Nestlé Institute of Food Safety & Analytical Sciences, Nestlé Research, EPFL Innovation Park, 1015, Lausanne, Switzerland.
Nestlé Institute of Food Safety & Analytical Sciences, Nestlé Research, EPFL Innovation Park, 1015, Lausanne, Switzerland; Chemistry and Chemical Engineering Section, School of Basic Sciences, Ecole Polytechnique Fédérale de Lausanne, 1015, Lausanne, Switzerland.
Biosystems. 2022 Jun;215-216:104661. doi: 10.1016/j.biosystems.2022.104661. Epub 2022 Mar 2.
Large-scale proteomic studies have to deal with unwanted variability, especially when samples originate from different centers and multiple analytical batches are needed. Such variability is typically added throughout all the steps of a clinical research study, from human biological sample collection and storage, sample preparation, spectral data acquisition, to peptide and protein quantification. In order to remove such diverse and unwanted variability, normalization of the protein data is performed. There have been already several published reviews comparing normalization methods in the -omics field, but reports focusing on proteomic data generated with mass spectrometry (MS) are much fewer. Additionally, most of these reports have only dealt with small datasets.
As a case study, here we focused on the normalization of a large MS-based proteomic dataset obtained from an overweight and obese pan-European cohort, where different normalization methods were evaluated, namely: center standardize, quantile protein, quantile sample, global standardization, ComBat, median centering, mean centering, single standard and removal of unwanted variation (RUV); some of these are generic normalization methods while others have been specifically created to deal with genomic or metabolomic data. We checked how relationships between proteins and clinical variables (e.g., gender, levels of triglycerides or cholesterol) were improved after normalizing the data with the different methods.

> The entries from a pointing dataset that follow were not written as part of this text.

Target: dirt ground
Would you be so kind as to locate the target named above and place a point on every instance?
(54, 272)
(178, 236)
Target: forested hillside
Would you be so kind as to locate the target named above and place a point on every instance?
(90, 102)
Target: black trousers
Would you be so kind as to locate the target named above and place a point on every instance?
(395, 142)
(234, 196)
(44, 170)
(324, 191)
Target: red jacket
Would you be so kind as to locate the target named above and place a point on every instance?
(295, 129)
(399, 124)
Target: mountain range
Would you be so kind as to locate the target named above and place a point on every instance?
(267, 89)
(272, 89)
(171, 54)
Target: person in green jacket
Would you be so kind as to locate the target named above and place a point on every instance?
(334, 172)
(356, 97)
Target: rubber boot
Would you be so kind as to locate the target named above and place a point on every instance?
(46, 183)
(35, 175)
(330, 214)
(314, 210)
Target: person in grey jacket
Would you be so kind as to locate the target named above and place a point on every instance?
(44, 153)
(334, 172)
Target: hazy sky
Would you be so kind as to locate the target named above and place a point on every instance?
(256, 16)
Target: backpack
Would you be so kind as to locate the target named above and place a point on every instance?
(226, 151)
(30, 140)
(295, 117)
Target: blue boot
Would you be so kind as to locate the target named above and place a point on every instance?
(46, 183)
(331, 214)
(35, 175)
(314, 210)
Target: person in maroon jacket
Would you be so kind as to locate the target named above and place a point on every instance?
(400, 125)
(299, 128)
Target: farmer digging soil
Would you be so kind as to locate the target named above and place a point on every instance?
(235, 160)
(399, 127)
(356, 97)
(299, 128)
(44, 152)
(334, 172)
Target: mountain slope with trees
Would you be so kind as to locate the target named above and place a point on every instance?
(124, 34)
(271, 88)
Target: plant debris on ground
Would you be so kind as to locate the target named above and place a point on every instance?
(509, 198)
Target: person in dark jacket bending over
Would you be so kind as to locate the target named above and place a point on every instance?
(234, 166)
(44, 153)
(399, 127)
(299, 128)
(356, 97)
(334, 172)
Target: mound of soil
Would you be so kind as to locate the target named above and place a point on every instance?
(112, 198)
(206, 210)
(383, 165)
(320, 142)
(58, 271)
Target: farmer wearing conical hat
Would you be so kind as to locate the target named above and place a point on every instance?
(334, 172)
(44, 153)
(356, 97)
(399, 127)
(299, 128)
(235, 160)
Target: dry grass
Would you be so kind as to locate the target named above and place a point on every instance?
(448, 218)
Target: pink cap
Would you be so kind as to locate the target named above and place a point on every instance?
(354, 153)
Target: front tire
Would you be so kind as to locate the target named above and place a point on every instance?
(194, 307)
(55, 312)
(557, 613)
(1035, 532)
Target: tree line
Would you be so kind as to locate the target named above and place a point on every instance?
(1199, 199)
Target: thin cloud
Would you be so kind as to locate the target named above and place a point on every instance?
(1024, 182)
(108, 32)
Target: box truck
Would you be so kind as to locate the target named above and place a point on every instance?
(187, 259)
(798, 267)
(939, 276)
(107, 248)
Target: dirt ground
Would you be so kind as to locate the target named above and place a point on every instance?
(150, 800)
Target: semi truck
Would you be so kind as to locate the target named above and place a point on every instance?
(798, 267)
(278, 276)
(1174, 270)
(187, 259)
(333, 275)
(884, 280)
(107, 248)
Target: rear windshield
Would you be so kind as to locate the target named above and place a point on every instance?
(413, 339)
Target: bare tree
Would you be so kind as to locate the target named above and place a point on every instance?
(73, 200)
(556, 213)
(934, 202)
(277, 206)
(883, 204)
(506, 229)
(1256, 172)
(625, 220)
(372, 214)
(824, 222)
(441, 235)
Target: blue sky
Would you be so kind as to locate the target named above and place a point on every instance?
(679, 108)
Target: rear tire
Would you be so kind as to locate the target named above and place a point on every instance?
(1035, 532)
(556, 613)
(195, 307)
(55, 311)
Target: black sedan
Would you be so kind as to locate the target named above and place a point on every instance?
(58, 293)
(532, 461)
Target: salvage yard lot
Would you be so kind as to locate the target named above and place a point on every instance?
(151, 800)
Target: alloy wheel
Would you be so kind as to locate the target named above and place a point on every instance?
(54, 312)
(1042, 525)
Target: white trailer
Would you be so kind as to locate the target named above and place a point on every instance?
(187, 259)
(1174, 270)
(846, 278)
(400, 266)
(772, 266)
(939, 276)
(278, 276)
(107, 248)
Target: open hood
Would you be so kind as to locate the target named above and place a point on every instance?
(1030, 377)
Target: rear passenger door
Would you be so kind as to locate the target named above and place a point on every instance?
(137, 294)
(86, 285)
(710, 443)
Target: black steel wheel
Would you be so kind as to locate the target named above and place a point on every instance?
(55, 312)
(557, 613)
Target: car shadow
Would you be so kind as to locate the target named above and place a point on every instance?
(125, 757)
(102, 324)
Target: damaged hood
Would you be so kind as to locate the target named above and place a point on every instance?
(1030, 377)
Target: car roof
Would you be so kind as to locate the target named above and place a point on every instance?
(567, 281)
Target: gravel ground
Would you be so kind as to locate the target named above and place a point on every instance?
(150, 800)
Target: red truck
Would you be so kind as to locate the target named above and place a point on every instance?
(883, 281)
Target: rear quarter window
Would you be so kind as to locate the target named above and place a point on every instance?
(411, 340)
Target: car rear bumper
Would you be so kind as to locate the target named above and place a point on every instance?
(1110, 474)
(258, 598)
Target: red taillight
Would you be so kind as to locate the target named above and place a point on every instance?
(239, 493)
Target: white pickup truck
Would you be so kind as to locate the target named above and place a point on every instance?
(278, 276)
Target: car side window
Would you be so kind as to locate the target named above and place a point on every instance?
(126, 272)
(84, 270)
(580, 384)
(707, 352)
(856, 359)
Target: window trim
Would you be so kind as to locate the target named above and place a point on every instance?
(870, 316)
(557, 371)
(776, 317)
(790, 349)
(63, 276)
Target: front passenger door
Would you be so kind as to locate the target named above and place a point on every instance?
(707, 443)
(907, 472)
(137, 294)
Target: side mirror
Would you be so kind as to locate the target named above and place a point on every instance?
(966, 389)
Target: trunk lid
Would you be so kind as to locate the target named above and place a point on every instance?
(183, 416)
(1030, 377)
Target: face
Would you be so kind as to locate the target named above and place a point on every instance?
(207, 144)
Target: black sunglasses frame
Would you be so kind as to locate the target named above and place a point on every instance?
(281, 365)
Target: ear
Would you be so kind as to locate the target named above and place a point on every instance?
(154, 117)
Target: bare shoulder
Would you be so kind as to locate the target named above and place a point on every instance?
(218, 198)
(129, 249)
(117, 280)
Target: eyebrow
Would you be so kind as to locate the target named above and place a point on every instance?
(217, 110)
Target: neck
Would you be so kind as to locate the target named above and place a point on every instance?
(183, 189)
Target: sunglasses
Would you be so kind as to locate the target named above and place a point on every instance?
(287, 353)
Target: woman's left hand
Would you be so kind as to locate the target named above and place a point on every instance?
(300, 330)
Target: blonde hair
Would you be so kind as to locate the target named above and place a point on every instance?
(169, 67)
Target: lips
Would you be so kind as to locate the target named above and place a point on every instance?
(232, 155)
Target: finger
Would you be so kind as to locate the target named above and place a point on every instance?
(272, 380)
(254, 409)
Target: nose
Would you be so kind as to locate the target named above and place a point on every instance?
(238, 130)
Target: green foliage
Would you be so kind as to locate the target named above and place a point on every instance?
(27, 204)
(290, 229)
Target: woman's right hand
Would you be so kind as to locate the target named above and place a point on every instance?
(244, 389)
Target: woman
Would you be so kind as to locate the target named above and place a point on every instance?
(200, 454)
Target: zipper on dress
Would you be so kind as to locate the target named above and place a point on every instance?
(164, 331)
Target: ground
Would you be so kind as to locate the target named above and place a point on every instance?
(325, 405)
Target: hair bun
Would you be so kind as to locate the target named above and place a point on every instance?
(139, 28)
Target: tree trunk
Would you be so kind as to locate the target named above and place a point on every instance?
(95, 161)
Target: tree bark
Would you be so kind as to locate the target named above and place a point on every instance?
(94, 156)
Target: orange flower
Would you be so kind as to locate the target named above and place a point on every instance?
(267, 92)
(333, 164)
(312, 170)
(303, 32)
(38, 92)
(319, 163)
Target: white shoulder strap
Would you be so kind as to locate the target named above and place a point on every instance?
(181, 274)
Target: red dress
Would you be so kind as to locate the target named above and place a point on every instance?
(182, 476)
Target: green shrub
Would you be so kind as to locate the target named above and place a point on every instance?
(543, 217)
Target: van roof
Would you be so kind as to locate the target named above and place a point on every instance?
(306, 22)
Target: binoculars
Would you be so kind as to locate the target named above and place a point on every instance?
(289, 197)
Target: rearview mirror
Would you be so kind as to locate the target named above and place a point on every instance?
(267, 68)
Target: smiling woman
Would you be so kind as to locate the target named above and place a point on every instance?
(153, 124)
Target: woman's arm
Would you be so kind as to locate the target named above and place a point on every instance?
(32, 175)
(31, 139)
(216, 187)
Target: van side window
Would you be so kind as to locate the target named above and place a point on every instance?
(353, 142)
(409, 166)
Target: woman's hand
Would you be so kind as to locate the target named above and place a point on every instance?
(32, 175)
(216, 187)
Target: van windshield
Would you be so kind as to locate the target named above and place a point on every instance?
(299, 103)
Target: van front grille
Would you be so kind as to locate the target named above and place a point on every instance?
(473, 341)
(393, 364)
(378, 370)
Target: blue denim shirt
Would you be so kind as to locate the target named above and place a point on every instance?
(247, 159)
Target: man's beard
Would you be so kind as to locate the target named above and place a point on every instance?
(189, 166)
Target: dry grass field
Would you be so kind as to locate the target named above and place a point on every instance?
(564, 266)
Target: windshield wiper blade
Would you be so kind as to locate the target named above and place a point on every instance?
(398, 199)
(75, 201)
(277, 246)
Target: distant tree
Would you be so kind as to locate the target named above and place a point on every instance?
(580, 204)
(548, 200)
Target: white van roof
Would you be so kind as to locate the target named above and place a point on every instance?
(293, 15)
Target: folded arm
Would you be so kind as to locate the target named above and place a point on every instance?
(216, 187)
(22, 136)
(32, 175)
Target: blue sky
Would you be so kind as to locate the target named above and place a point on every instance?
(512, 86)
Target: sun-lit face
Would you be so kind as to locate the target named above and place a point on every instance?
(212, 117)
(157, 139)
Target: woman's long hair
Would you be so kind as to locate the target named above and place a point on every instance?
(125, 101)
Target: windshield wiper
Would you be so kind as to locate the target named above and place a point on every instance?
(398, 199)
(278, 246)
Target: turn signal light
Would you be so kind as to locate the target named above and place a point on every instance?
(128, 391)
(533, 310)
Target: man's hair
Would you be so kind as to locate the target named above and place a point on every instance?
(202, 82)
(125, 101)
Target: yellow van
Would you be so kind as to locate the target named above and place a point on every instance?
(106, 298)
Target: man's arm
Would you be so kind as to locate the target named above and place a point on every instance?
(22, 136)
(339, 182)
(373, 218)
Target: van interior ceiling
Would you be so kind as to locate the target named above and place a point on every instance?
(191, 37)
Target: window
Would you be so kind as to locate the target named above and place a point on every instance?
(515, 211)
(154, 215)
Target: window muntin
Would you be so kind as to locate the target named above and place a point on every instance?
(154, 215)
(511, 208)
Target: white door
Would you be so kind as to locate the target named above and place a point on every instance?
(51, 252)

Some normalization methods were better adapted for this particular large-scale shotgun proteomic dataset of human plasma samples labeled with isobaric tags and analyzed with liquid chromatography-tandem MS. In particular, quantile sample normalization, RUV, mean and median centering showed very good performances, while quantile protein normalization provided worse results than those obtained with unnormalized data.
大规模蛋白质组学研究必须处理不必要的变异性,特别是当样品来自不同的中心且需要多个分析批次时。这种变异性通常会在临床研究的所有步骤中增加,从人类生物样本的收集和储存、样本制备、光谱数据采集到肽和蛋白质定量。为了去除这种多样化和不必要的变异性,对蛋白质数据进行了标准化处理。已经有几篇关于在组学领域比较标准化方法的综述,但针对基于质谱(MS)的蛋白质组学数据的报告要少得多。此外,这些报告中的大多数只处理了小数据集。
作为一个案例研究,我们在这里专注于对一个来自超重和肥胖的泛欧队列的基于 MS 的大型蛋白质组学数据集进行标准化,评估了不同的标准化方法,即:中心标准化、分位数蛋白、分位数样本、全局标准化、ComBat、中位数中心化、均值中心化、单一标准和去除不必要的变异(RUV);其中一些是通用的标准化方法,而另一些则是专门为处理基因组或代谢组数据而创建的。我们检查了在使用不同方法对数据进行标准化后,蛋白质与临床变量(如性别、甘油三酯或胆固醇水平)之间的关系如何得到改善。
一些标准化方法更适合这个特定的、大规模的人类血浆样本的 shotgun 蛋白质组学数据集,这些样本用等压标签标记并通过液相色谱-串联 MS 进行分析。特别是分位数样本标准化、RUV、均值和中位数中心化表现非常好,而分位数蛋白标准化的结果比未标准化数据的结果更差。